The center’s director, John Hae-oung, welcomed the 510 government officials, artists and others from Korea and France to the ceremony, including Park, Korean ambassador to France Choi Jong-moon, French Sen. Vivette Lopez, Institut Francais chief Pierre Buhler, former French Culture and Communications Minister Fleur Pellerin and pianist Sunwoo Ye-kwon, who mesmerized the guests with his performance.
Sunwoo’s performance took place in a ground floor auditorium that can accommodate up to 150 people, built as a venue for various cultural events, including performances by budding artists from Korea.
“I hope it (the auditorium) can be used as a place for young musical prospects of Korea to be introduced to the world,” said director John. “In addition to performances, a regular showing of (Korean) films and dramas would be held here. As a young man, I grew fond of French culture through movies they showed at the French cultural center in Seoul. It holds a special meaning that we can now provide such opportunities for the French people.”
This includes the Korean “Drama Party” that is held annually in Paris by Bonjour Coree, a group of Korean culture enthusiasts in the French capital, featuring Korean dramas and other Korean cultural activities. This year’s event is to take place at the Paris Korea Center next weekend.
As a former French minister of culture, Fleur Pellerin stressed that interest in Korean culture has grown significantly in the past few years, including K-pop, food, aesthetics and film. She mentioned the most recent feat, director Bong Joon-ho winning the coveted Palme d’Or at the Cannes Film Festival with “Parasite.”
“I’m sure it (the Paris Korea Center) will do a lot to make French people be more aware of Korean culture and increase the cultural exchange and relationship between the two countries,” she said.
Director John stated that the role of his institute is even greater than before as a hub and outpost for spreading Korean culture in Europe, leading cooperation among three government bodies located in the Paris Korea Center.

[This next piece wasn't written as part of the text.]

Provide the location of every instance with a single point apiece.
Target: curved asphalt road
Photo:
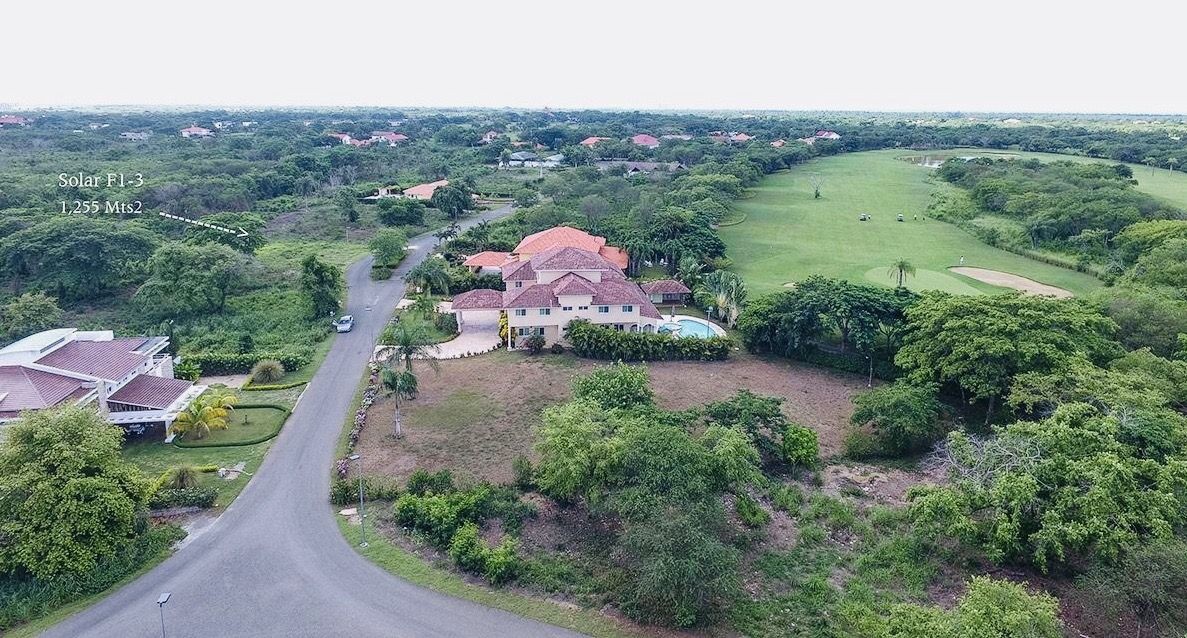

One such important program is “Taste Korea,” another annual event that centers on Korean cuisine. The theme for next year’s event is palaces, which opens the door for vast opportunities as palace dishes play a prominent role in Korean traditional food culture.
With 2020 marking the 40th anniversary of the Korean Cultural Center, several events were planned including a DMZ photo exhibition, a palace exhibition, an exhibition of works by young Korean artists, a public contest for Korean-themed works by French and Korean artists, and a Hangeul exhibition in November.

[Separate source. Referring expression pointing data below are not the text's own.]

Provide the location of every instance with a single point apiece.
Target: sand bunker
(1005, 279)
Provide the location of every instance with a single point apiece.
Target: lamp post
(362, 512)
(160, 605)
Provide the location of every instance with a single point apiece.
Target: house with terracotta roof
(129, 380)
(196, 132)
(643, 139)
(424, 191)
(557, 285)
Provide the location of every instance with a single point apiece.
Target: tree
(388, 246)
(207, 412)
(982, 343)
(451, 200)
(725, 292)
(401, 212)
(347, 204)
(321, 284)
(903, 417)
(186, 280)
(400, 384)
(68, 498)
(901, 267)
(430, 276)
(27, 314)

Visitors to the center can experience Korean culture through the semipermanent display on the building’s first floor. This includes a reconstructed interior of a Korean traditional building, Hangeul-inspired displays and games, and videos showcasing K-pop and K-drama.
Korean cooking classes will be offered in the Korean cuisine zone on the sixth floor, and director John said this was one of the most popular elements of Korean culture. With the space having just quadrupled in size, many other events and classes will be held at the center.
Participants in the opening ceremony for the Paris Korea Center look around the special exhibition “Tekkal, Couleurs de Coree” on Wednesday. (Ministry of Sports, Culture and Tourism)
The inaugural exhibition “Tekkal, Couleurs de Coree” displays the central colors of Korean culture and how they have been used in paintings, furniture, clothing and other objects. The exhibition will run until Feb. 14.
Paris has long been home to numerous Korean artists, many of whom made an appearance at the ceremony on Wednesday and expressed high hopes for the Paris Korea Center.
One such artist was Paris-based “artist of light” Bang Hai-ja, who said she was “proud and thankful” for such a great display of the power of Korean culture.
“I wish (the center) would show more of Korea’s unique art and traditional art, so that our 5,000-year history would shine here,” Bang said.